The number of global bonds trading with negative yields has plummeted in the past fortnight with some investors hailing the move as a key turning point for markets and the world economy.
In the space of three weeks the amount of bonds trading with negative yields has dropped from $3tn to $1.7tn in a sign that borrowing costs may have hit their floor, according to JPMorgan research.
Negative yielding bonds have been one of the most surprising stories of the past year as few investors would ever have predicted that some institutions would be prepared to pay to lend money.
Gloomy expectations of eurozone deflation and stagnant growth combined with the introduction of quantitative easing by the European Central Bank drove prices for bonds up and yields down to such levels that governments including Germany, France and Switzerland were able to sell debt at negative yields.
However, the sell-off in debt markets over the past few weeks has put that trend into reverse.
Switzerland's benchmark 10-year debt, for example, which had traded at a yield of minus 0.26 per cent moved back into positive territory at the end of April.
The move in markets has been led by German Bunds, which this week experienced the highest levels of volatility since the eurozone debt crisis.
John Stopford, co-head of multi assets at Investec Asset Management, said: "This could be a key moment in the bond markets, and the start of the rise in yields. We are not likely to go back to the low level of yields of two weeks ago. The market had gone too far."
But he warned: "We might see more volatility as investors grapple with the changing environment. There are also lower volumes, which could exaggerate moves."
Analysts disagree on the reasons behind the recent swings in bond markets.
Some say its origin is technical, others say a combination of stronger than expected economic data in Europe, sharply rising oil prices and herd instincts from some panicky investors, who jumped on the selling bandwagon, sparked the turn.

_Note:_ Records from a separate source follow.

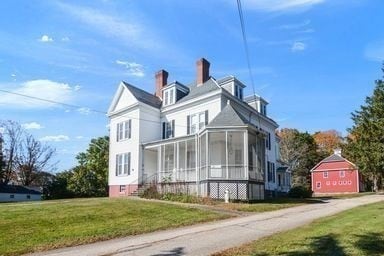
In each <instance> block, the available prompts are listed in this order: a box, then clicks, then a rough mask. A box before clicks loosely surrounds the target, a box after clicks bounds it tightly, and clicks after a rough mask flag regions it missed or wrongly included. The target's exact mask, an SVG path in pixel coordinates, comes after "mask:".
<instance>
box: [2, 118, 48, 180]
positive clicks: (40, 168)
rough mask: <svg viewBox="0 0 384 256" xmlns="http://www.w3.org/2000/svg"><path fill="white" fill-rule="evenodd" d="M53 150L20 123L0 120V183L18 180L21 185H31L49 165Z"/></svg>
mask: <svg viewBox="0 0 384 256" xmlns="http://www.w3.org/2000/svg"><path fill="white" fill-rule="evenodd" d="M54 152H55V150H54V149H52V148H51V147H49V146H47V145H43V144H41V142H40V141H38V140H36V139H35V138H34V137H33V136H32V135H30V134H28V133H27V132H26V131H25V130H24V129H23V128H22V127H21V125H20V124H18V123H16V122H13V121H0V184H7V183H9V182H10V181H11V180H20V181H21V183H22V184H23V185H26V186H28V185H31V184H32V183H33V181H34V180H35V179H37V177H38V176H39V173H40V172H43V171H45V168H49V167H50V166H49V162H50V160H51V158H52V156H53V154H54Z"/></svg>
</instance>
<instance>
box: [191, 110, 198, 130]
mask: <svg viewBox="0 0 384 256" xmlns="http://www.w3.org/2000/svg"><path fill="white" fill-rule="evenodd" d="M198 118H199V117H198V115H196V114H195V115H192V116H191V134H194V133H196V132H197V131H198V130H199V129H198V128H197V127H198V126H197V125H198V124H197V123H198Z"/></svg>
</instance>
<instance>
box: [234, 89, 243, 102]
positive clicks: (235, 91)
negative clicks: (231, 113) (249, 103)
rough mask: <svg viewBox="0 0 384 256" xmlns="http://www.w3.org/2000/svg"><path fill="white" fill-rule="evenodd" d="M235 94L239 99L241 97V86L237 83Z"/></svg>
mask: <svg viewBox="0 0 384 256" xmlns="http://www.w3.org/2000/svg"><path fill="white" fill-rule="evenodd" d="M235 96H236V97H237V98H239V99H241V100H242V99H243V88H241V87H240V86H238V85H235Z"/></svg>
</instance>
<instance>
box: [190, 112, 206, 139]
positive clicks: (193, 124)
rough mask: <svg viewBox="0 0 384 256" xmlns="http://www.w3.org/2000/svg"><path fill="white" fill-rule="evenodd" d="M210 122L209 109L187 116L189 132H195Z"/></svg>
mask: <svg viewBox="0 0 384 256" xmlns="http://www.w3.org/2000/svg"><path fill="white" fill-rule="evenodd" d="M207 124H208V110H206V111H203V112H199V113H196V114H193V115H189V116H187V130H188V131H187V134H195V133H197V132H198V131H199V130H201V129H203V128H204V127H205V126H206V125H207Z"/></svg>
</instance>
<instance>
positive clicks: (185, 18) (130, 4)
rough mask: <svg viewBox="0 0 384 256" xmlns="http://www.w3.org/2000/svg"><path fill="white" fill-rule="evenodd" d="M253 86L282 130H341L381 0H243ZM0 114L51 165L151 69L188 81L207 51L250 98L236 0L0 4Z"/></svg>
mask: <svg viewBox="0 0 384 256" xmlns="http://www.w3.org/2000/svg"><path fill="white" fill-rule="evenodd" d="M242 5H243V11H244V18H245V26H246V33H247V38H248V43H249V52H250V60H251V67H252V72H253V80H254V84H255V90H256V93H257V94H259V95H261V96H262V97H264V98H266V99H267V100H268V101H269V102H270V105H269V115H270V116H271V117H272V118H274V119H275V120H276V121H277V122H278V123H279V125H280V127H282V128H284V127H290V128H298V129H300V130H302V131H309V132H311V133H312V132H315V131H320V130H328V129H336V130H338V131H340V132H342V133H343V134H346V128H347V127H350V126H351V125H352V123H351V120H350V113H351V112H352V111H354V110H356V109H357V108H358V107H359V106H360V105H361V104H362V103H363V102H364V99H365V97H366V96H367V95H369V94H370V93H371V92H372V89H373V87H374V83H373V81H374V80H375V79H378V78H380V77H382V74H381V70H380V68H381V64H382V61H383V59H384V30H383V25H384V24H383V21H382V10H383V9H384V2H383V1H381V0H349V1H344V0H254V1H251V0H243V1H242ZM0 14H1V15H0V27H1V29H0V89H2V90H8V91H12V92H16V93H21V94H27V95H31V96H35V97H41V98H45V99H49V100H53V101H59V102H63V103H66V104H72V105H77V106H79V107H76V108H72V107H66V106H62V105H57V104H51V103H47V102H42V101H36V100H30V99H27V98H22V97H19V96H15V95H11V94H6V93H2V92H0V110H1V111H0V119H2V120H4V119H5V120H8V119H10V120H14V121H18V122H19V123H21V124H23V125H24V126H25V128H27V129H28V131H29V132H31V133H32V134H34V135H35V136H36V137H37V138H39V139H40V140H42V141H44V142H45V143H48V144H50V145H51V146H53V147H55V148H56V150H57V154H56V159H57V160H59V161H60V162H59V164H58V166H57V167H58V169H57V171H61V170H63V169H66V168H70V167H72V166H74V165H75V163H76V161H75V158H74V157H75V155H76V154H77V153H78V152H81V151H84V150H85V149H86V147H87V145H88V143H89V141H90V139H91V138H94V137H98V136H103V135H107V134H108V127H107V124H108V119H107V117H106V116H105V115H104V114H101V113H96V112H93V111H90V110H91V109H95V110H99V111H107V109H108V106H109V103H110V102H111V100H112V97H113V94H114V93H115V90H116V89H117V85H118V84H119V82H120V81H121V80H125V81H127V82H129V83H131V84H133V85H136V86H138V87H140V88H142V89H144V90H147V91H149V92H154V73H155V72H156V71H158V70H160V69H166V70H167V71H168V72H169V73H170V76H169V81H173V80H178V81H180V82H182V83H185V84H189V83H191V82H192V81H193V80H194V79H195V62H196V60H197V59H199V58H201V57H205V58H206V59H208V60H209V61H210V62H211V75H212V76H213V77H215V78H220V77H223V76H226V75H234V76H236V77H237V78H238V79H240V80H241V81H243V82H244V83H245V84H246V85H248V86H247V89H246V91H245V92H246V93H245V94H251V93H252V86H251V82H250V76H249V72H248V69H247V62H246V57H245V53H244V47H243V41H242V36H241V29H240V22H239V17H238V11H237V6H236V1H235V0H233V1H229V0H216V1H213V0H211V1H209V0H205V1H198V0H196V1H176V0H168V1H166V0H165V1H153V0H140V1H113V0H104V1H102V0H95V1H55V0H54V1H36V0H31V1H26V0H24V1H20V0H19V1H18V0H5V1H0Z"/></svg>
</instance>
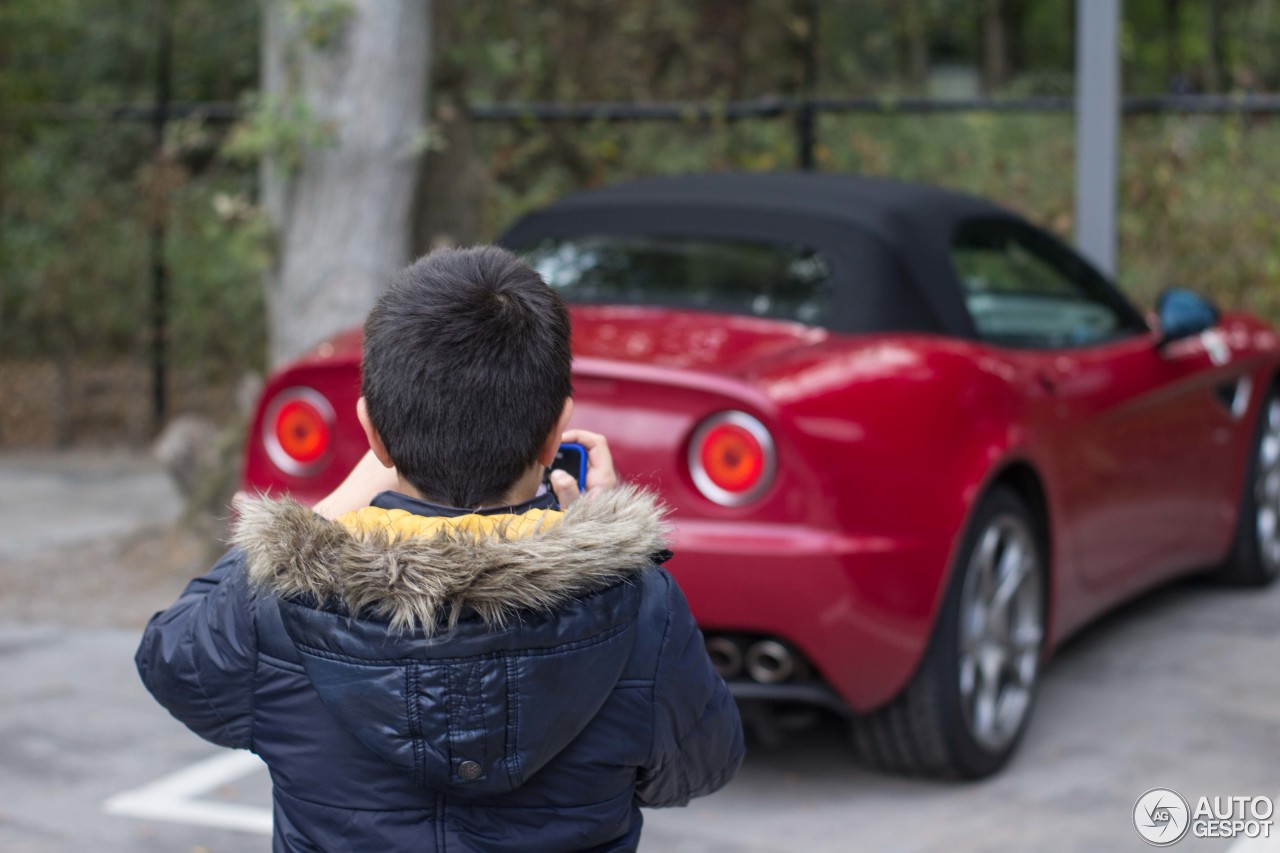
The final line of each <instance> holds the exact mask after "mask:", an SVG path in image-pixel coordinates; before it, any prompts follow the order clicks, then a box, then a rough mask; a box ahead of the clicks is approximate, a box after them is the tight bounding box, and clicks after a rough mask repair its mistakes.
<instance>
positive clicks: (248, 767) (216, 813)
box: [102, 751, 271, 835]
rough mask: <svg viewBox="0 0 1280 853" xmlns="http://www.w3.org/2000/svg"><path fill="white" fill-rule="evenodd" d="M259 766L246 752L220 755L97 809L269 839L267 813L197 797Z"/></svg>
mask: <svg viewBox="0 0 1280 853" xmlns="http://www.w3.org/2000/svg"><path fill="white" fill-rule="evenodd" d="M265 766H266V765H264V763H262V760H261V758H259V757H257V756H255V754H253V753H251V752H243V751H236V752H228V753H223V754H220V756H214V757H212V758H207V760H205V761H201V762H200V763H196V765H192V766H191V767H186V768H184V770H179V771H178V772H175V774H169V775H168V776H164V777H163V779H157V780H156V781H154V783H151V784H148V785H143V786H142V788H134V789H133V790H127V792H123V793H120V794H115V795H114V797H110V798H108V799H106V800H105V802H104V803H102V811H104V812H106V813H108V815H120V816H124V817H141V818H143V820H151V821H168V822H170V824H188V825H195V826H212V827H216V829H228V830H238V831H241V833H256V834H259V835H270V834H271V809H269V808H257V807H253V806H241V804H238V803H218V802H212V800H207V799H198V798H200V797H201V795H202V794H207V793H209V792H211V790H215V789H216V788H219V786H220V785H225V784H228V783H233V781H236V780H237V779H242V777H244V776H247V775H250V774H252V772H256V771H260V770H262V768H264V767H265Z"/></svg>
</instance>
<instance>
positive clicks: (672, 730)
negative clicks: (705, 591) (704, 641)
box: [636, 571, 745, 807]
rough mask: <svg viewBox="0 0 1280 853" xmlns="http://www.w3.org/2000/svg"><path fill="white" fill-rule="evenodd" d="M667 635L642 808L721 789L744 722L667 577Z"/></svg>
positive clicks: (731, 768) (641, 779) (659, 679)
mask: <svg viewBox="0 0 1280 853" xmlns="http://www.w3.org/2000/svg"><path fill="white" fill-rule="evenodd" d="M662 575H663V578H664V580H666V585H667V629H666V634H664V637H663V642H662V647H660V651H659V653H658V665H657V671H655V678H654V730H653V751H652V754H650V760H649V763H648V766H646V767H644V768H641V771H640V777H639V783H637V785H636V799H637V802H639V803H640V804H641V806H650V807H666V806H685V804H686V803H689V800H690V799H692V798H694V797H701V795H704V794H710V793H712V792H716V790H719V789H721V788H723V786H724V785H726V784H728V781H730V780H731V779H732V777H733V774H735V772H737V767H739V765H741V763H742V754H744V752H745V751H744V747H742V721H741V720H740V719H739V713H737V704H736V703H735V702H733V697H732V694H730V690H728V686H727V685H726V684H724V680H723V679H721V676H719V675H717V674H716V670H714V669H713V667H712V662H710V658H709V657H708V656H707V648H705V646H704V644H703V635H701V631H699V630H698V625H696V624H695V622H694V616H692V613H690V612H689V603H687V602H686V601H685V596H684V593H682V592H681V590H680V587H678V585H676V581H675V580H673V579H672V578H671V576H669V575H668V574H667V573H666V571H662Z"/></svg>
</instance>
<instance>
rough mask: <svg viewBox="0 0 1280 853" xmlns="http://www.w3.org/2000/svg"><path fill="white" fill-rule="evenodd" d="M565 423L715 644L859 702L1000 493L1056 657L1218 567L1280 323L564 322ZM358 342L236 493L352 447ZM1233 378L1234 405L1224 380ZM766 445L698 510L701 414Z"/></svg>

It is also a sign that the ECB's quantitative easing programme, which it launched in January is starting to take effect as rising yields in past QE programmes in the US and UK was the signal for economic recovery.
Economists at Oxford Economics said signs of stronger growth and higher inflation had prompted a reassessment of market expectations and the move would prove durable.
Richard McGuire at Dutch bank Rabobank thinks the trigger for the rout was fundamental. "There is reason to believe that a further rise in inflation expectations will ultimately serve to push yields higher," he said.
German 10-year Bund yields, which have an inverse relationship with prices, have risen about 600 per cent since April 17, when the market touched a low of 5 basis points, or 0.05 per cent. They now stand at 55bp, or 0.55 per cent.
The volatility in Bunds, which is traditionally one of the steadiest markets in the world, has taken some investors by surprise.
On April 29, German 10-year yields rose 75 per cent, one of the biggest daily moves in the market since the launch of the euro in January 1999. On Monday last week, yields jumped 21 per cent.